La voix dramatique de Jean Léopold Dominique électrisa alors les ondes pour dénoncer l’arrestation de ses deux employés, et pendant quelques minutes, la vie s’arrêta, les gens s’agglutinèrent devant leurs postes de radio. L’effet magnétique fut tel que les deux prisonniers furent tout de suite libérés.

Les officiers de la police politique étaient cependant, de terribles joueurs d’échecs ! L’ arrestation de Filo et Masséna ne furent que deux pions dans un jeu plus complexe. La vraie répression allait s’abattre sur la majorité des démocrates un soir de novembre 1980 . Elle débuta en début d’après-midi avec l’arrestation de Gabriel Hérard puis de son frère Jean Robert Hérard, de Pierre Clitandre, de Marvel et se poursuivra toute la nuit. Une nuit vorace, une nuit des « longs couteaux ».

De nombreux démocrates furent exilés et parmi eux Filo. Et ce fut la saga dans plusieurs villes du monde, de femmes et d’hommes qui avaient rêvé d’un pays.

Les expulsés furent accueillis à Caracas par le cinéaste Arnold Antonin, déjà très connu au Venezuela dans les milieux universitaires.

Arnold eu l’idée de réaliser un documentaire sur cette vaillante équipe et sur les deux journalistes du regretté journal du soir de Radio Haïti. Ce docu-drama fut appelé « la voix de la liberté ».

Pierre Emmanuel, de la Radio CPAM à Montréal, ancien rédacteur en chef à Radio Haïti Inter, nous a confié sa fascination pour le personnage qui était pour lui comme un grand frère. « Filo était toujours resté collé aux réalités populaires, c’est avec lui que j’ai mieux appréhendé le vaudou. Il était un personnage à part, mystique, mais surtout maître de lui-même ». Il n’avait de compte à rendre qu’à sa conscience d’homme simple, de « philosophe » de la culture populaire poursuivi-t-il.

Filo ce n’était pas une posture, mais un être vrai. Michel Soukar évoque une « âme pure », complètement désintéressée. Il n’en voulait à personne, même pas au bourreau qui lors d’un interrogatoire lui « dévissa » la mâchoire.

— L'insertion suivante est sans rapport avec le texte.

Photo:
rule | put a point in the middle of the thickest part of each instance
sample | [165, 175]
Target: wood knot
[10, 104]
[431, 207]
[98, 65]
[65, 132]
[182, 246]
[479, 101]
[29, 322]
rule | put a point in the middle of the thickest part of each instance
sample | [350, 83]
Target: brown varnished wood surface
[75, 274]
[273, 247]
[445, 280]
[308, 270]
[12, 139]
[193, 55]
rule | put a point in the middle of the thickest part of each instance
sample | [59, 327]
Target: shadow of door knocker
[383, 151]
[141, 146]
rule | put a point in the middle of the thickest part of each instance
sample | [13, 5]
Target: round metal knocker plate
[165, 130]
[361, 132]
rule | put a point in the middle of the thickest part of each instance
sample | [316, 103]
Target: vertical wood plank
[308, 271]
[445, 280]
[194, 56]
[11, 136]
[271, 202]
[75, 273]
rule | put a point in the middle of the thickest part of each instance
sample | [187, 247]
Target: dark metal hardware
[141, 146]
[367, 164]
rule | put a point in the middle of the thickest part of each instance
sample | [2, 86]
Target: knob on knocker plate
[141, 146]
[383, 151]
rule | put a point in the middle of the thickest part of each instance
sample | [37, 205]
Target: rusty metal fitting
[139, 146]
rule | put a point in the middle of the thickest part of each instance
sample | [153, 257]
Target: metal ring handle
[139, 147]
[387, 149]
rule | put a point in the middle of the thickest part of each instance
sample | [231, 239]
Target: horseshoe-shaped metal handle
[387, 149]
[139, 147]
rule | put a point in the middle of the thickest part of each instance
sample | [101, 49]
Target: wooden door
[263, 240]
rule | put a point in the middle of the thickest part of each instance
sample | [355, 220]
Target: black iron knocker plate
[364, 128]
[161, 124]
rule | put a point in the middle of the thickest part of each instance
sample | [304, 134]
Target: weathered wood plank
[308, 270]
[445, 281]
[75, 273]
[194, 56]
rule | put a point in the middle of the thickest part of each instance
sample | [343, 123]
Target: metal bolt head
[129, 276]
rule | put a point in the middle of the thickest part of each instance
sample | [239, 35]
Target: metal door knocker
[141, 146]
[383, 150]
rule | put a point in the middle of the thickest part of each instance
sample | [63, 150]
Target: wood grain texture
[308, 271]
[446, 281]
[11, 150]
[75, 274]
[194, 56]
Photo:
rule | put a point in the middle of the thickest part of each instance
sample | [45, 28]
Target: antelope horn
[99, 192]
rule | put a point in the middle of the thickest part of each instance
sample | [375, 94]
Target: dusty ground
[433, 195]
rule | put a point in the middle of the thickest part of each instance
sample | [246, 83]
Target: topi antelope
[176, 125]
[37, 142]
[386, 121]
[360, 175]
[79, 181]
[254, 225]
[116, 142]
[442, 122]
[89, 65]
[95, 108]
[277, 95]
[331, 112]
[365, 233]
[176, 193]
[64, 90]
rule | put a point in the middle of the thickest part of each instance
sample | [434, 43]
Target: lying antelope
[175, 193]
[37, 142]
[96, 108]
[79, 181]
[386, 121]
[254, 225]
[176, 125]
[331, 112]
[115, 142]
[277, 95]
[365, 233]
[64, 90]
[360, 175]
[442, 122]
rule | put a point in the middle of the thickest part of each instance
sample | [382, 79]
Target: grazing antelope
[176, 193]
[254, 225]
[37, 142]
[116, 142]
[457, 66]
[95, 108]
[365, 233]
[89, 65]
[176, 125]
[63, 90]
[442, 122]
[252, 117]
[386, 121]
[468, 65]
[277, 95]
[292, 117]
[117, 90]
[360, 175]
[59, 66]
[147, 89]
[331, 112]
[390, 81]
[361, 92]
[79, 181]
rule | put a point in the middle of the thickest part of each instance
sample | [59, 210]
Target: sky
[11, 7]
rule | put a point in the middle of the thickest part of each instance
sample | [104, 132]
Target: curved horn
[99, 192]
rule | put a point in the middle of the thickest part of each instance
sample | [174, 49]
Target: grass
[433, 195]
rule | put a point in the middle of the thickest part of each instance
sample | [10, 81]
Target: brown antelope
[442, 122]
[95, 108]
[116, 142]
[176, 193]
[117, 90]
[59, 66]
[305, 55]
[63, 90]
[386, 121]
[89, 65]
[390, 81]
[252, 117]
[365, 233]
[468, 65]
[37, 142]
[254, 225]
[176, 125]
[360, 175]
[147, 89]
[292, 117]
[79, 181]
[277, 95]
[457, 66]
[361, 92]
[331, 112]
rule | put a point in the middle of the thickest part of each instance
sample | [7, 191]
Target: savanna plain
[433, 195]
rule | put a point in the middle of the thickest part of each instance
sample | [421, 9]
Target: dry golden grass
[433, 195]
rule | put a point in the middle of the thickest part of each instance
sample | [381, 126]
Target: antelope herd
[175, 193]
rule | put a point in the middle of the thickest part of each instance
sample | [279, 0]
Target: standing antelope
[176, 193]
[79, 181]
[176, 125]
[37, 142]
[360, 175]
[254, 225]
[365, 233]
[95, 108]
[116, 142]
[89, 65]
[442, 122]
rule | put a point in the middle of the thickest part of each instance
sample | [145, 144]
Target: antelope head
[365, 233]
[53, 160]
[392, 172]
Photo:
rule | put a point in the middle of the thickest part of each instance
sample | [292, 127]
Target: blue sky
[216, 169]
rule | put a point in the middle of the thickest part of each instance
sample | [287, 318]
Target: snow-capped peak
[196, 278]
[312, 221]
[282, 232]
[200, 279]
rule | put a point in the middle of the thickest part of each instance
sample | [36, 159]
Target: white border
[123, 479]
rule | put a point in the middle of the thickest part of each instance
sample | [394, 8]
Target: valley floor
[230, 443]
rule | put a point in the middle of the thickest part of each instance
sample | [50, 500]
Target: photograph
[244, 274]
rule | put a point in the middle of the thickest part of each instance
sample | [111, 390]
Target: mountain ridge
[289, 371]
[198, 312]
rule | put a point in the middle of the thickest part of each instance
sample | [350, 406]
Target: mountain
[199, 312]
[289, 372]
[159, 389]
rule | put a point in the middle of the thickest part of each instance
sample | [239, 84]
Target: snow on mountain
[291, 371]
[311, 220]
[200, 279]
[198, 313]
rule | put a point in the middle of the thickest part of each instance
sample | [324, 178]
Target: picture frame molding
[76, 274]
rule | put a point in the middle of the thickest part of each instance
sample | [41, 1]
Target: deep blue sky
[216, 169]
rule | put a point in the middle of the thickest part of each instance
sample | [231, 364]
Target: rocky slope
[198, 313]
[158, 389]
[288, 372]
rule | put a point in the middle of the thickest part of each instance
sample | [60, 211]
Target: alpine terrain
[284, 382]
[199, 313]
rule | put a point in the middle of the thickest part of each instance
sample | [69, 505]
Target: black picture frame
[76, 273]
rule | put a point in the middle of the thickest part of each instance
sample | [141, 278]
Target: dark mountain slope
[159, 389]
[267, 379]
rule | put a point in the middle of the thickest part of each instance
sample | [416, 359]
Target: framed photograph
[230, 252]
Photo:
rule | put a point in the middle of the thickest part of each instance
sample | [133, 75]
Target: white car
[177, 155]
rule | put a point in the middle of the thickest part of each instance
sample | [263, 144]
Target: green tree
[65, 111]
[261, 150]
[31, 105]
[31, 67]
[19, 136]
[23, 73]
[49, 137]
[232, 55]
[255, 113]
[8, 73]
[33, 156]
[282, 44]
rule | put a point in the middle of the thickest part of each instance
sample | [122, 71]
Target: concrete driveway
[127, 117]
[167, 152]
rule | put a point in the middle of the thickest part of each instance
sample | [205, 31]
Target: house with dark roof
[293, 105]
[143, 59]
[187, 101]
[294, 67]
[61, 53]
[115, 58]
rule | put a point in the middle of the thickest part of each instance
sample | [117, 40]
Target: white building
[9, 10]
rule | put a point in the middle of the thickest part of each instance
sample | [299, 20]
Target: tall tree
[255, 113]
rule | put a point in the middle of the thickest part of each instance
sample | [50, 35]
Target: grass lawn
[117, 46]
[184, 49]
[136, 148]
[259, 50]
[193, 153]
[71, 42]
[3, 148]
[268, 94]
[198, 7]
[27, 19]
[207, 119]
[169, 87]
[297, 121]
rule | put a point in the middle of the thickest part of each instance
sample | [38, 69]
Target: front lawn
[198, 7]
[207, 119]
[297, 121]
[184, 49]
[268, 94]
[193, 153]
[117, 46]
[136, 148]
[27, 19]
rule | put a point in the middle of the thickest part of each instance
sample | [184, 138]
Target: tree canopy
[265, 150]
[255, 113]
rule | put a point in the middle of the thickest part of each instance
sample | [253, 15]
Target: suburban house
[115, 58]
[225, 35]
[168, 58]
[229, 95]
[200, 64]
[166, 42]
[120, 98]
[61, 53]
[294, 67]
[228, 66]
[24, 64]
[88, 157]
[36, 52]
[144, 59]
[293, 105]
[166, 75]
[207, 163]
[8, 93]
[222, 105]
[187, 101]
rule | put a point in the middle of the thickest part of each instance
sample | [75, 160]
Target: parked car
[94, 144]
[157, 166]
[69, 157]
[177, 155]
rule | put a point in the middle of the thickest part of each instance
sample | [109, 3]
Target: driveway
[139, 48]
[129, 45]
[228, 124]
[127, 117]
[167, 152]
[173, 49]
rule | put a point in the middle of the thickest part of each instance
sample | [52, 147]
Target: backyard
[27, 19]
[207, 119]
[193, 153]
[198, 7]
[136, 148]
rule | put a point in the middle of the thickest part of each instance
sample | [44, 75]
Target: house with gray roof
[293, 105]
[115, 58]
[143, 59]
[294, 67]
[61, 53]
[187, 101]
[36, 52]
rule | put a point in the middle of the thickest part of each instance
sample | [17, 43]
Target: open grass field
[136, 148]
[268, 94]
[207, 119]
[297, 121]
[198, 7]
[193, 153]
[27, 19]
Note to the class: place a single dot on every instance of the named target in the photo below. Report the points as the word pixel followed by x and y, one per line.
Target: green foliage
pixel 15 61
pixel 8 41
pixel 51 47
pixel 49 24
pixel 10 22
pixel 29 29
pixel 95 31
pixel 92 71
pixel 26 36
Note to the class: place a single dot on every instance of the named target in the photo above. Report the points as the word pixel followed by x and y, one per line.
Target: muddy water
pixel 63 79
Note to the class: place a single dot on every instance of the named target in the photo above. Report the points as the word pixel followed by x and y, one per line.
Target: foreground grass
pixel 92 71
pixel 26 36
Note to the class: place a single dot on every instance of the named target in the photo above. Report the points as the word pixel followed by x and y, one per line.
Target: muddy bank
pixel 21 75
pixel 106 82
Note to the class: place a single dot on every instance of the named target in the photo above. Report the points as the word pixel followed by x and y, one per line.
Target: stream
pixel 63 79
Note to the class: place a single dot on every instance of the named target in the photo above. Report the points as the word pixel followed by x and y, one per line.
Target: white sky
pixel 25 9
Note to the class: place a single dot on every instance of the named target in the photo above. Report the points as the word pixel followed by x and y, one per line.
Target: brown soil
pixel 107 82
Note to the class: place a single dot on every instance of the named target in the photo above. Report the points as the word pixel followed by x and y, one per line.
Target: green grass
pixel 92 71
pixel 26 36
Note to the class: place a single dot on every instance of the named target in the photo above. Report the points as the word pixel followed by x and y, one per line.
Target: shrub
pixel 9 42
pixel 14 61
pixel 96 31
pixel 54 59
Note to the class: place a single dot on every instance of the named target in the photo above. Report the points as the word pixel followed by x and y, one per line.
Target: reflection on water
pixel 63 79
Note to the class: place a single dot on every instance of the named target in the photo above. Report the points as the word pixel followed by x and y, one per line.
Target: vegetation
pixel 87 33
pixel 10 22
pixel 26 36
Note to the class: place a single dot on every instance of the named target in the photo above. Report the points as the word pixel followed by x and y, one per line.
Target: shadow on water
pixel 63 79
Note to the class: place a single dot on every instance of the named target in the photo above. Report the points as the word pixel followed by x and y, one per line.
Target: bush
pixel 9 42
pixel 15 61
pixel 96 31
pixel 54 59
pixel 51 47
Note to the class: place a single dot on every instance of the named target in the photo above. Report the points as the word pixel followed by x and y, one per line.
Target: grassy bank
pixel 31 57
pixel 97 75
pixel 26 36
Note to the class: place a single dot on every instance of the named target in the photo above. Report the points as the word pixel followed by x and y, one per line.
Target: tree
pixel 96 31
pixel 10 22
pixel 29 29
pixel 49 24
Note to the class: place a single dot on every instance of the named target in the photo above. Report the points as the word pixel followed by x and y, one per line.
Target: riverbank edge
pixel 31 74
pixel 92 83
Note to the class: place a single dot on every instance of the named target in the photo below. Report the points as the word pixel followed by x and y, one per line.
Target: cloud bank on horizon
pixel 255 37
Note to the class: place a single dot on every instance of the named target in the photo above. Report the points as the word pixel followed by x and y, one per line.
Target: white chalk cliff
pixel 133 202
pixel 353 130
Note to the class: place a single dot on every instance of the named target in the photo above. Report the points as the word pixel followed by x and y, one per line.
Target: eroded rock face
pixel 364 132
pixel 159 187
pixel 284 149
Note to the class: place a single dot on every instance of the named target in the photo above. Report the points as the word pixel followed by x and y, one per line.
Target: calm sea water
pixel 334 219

Les dernières années de sa vie professionnelle furent consacrées à Télé Guinen. Son humanisme et sa générosité crevèrent l’écran. Son émission sur la domesticité infantile demeure inoubliable.

Il avait dans sa quête mystique pardonné à tous ses tortionnaires. Et en prince de la paix, il croyait selon Arnold Antonin que nos malheurs venaient du fait que nous ne nous sommes pas assez pardonné.